More than Meets the Tie: Examining the Role of Interpersonal Relationships in Social Networks
Minje Choi, Ceren Budak, Daniel M. Romero, David Jurgens
Keywords: Social network analysis, communities identification, expertise and authority discovery, Subjectivity in textual data, sentiment analysis, polarity/opinion identification and extraction, linguistic analyses of social media behavior, Text categorization, top
Full Paper
Session:
P4
(Networks)
gather.town:
Room D
2021-06-08 (15:30-16:30 GMT)
Abstract:
Topics in conversations depend in part on the type of interpersonal relationship between speakers, such as friendship, kinship, or romance.

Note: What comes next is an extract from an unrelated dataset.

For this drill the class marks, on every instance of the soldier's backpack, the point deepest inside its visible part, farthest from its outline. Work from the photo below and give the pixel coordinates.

Identifying these relationships can provide a rich description of how individuals communicate and reveal how relationships influence the way people share information. Using a dataset of more than 9.6M dyads of Twitter users, we show how relationship types influence language use, topic diversity, communication frequencies, and diurnal patterns of conversations. These differences can be used to predict the relationship between two users, with the best predictive model achieving a macro F1 score of 0.70. We also demonstrate how relationship types influence communication dynamics through the task of predicting future retweets. Adding relationships as a feature to a strong baseline model increases the F1 and recall by 1% and 2%. The results of this study suggest relationship types have the potential to provide new insights into how communication and information diffusion occur in social networks.